Timo -- you could win a Boris Prize for this. Tenacious debugging.

tkorhon1 commented 6 years ago

Kevin, now I do not get the error anymore. But the particle trajectory is not going to be very nice. The u,v,w are reset now. u=v=0.0 and w=+0.5 m/s. Should it be like this? Or should one have more or less the old u,v,w in this case?

Well, for a temporary bug fix u,v,w does not matter, this is quite rare special case. For now, it is enough that there is no error message and the particle is put to the other mesh, where it belongs.

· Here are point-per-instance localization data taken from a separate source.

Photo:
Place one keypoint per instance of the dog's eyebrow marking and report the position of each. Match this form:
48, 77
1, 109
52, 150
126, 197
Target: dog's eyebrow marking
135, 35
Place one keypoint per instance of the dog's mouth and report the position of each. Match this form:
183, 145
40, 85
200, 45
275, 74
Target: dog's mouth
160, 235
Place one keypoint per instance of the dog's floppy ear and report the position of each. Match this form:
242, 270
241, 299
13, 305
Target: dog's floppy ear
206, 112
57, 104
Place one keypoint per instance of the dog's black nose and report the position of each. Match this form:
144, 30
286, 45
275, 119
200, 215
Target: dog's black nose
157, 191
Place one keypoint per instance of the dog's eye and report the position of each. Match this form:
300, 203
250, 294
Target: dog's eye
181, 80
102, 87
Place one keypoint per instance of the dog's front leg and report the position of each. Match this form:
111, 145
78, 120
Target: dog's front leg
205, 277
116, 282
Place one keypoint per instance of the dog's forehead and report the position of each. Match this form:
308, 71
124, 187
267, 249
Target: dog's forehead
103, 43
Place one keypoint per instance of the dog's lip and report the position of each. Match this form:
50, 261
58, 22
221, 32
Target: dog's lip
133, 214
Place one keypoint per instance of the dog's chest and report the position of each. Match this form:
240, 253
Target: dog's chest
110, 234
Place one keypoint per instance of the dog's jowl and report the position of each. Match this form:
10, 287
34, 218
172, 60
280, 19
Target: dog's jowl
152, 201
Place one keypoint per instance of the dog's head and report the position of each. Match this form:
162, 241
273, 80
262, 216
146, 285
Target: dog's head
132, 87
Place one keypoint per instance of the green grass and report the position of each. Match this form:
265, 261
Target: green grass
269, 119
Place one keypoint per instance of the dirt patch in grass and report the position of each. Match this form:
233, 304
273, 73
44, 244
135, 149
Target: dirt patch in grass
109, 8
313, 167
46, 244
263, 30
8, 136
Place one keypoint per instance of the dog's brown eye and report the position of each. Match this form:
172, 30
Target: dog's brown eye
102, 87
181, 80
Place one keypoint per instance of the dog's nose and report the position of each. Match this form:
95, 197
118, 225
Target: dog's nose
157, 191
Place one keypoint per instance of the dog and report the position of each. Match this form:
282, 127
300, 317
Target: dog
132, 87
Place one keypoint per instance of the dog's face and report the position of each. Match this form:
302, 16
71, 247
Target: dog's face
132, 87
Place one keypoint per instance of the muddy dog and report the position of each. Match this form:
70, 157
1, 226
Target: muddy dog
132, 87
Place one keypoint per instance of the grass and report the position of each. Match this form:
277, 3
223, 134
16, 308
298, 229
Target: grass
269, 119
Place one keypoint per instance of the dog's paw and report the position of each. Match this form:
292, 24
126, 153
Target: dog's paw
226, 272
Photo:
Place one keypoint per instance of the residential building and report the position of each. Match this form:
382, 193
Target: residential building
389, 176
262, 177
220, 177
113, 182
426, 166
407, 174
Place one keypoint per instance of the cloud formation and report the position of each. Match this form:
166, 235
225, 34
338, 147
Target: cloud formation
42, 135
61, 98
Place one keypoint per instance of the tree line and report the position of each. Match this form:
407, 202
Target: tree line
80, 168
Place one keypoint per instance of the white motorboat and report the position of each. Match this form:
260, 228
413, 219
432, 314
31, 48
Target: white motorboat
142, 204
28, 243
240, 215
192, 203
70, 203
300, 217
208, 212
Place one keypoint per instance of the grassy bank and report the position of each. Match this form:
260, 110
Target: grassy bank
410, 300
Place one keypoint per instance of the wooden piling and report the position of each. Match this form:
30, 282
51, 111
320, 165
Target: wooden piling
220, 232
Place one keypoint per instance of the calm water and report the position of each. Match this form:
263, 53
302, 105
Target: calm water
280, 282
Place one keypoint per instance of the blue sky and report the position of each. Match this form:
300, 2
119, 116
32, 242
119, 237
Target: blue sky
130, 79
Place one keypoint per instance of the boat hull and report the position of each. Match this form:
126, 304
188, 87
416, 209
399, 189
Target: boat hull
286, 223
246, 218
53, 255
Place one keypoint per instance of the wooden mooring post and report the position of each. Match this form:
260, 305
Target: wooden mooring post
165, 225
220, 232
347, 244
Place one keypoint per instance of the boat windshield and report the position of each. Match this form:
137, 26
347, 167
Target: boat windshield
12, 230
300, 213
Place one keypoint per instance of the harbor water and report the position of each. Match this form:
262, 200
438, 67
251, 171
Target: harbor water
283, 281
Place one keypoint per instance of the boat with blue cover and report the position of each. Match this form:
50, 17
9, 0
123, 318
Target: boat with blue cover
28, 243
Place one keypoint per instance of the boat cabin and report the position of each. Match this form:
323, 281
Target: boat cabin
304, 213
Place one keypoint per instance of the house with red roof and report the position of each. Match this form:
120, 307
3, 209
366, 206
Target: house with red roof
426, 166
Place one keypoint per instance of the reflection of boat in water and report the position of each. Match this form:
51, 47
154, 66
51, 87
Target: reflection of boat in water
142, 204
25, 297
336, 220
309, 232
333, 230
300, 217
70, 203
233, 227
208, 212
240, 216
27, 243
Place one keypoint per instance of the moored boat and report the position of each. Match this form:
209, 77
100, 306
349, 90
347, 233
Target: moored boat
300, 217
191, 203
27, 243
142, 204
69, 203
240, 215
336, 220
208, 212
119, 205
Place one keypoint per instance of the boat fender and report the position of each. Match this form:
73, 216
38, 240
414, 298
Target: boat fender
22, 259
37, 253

*** icyc, ip, times LP_TAG 2270 2494 1118308 xyz 3.01076242048210 1.00134708979405 0.232550033143915 uvw -1.96121478121610 -2.01317493577208 -3.81339086226027

*** icyc, ip, times LP_TAG 2271 14313 1118308 NOW IN A NEW MESH xyz 2.98500000000000 0.995411925198389 0.221151262127147 uvw 0.000000000000000E+000 0.000000000000000E+000 0.500000000000000

*** icyc, ip, times LP_TAG 2272 13445 1118308 xyz 13445 2.98494742259319 0.995409330407696 0.230753924468352 uvw 13445 -3.809513033366807E-003 -1.880063997938406E-004 0.216183451176770

Wbr, Timo

mcgratta commented 6 years ago

Right, there is still work to be done and I will keep this issue open to remind me to work on it after the minor release. The solution in this case is to restore the position and velocity of the droplet that it was assigned after the call to MOVE_IN_GAS and then exit the time stepping loop, after which it will be picked up by the other mesh.

mcgratta commented 6 years ago

I have simplified the particle transport routine to fix these sorts of problems. The new routine is much better at tracking particles on solids and mesh to mesh.

mcgratta commented 6 years ago

The new routine passes firebot and BRE_SPRAY, LEMTA_SPRAY, and VTT_SPRAY remain unchanged.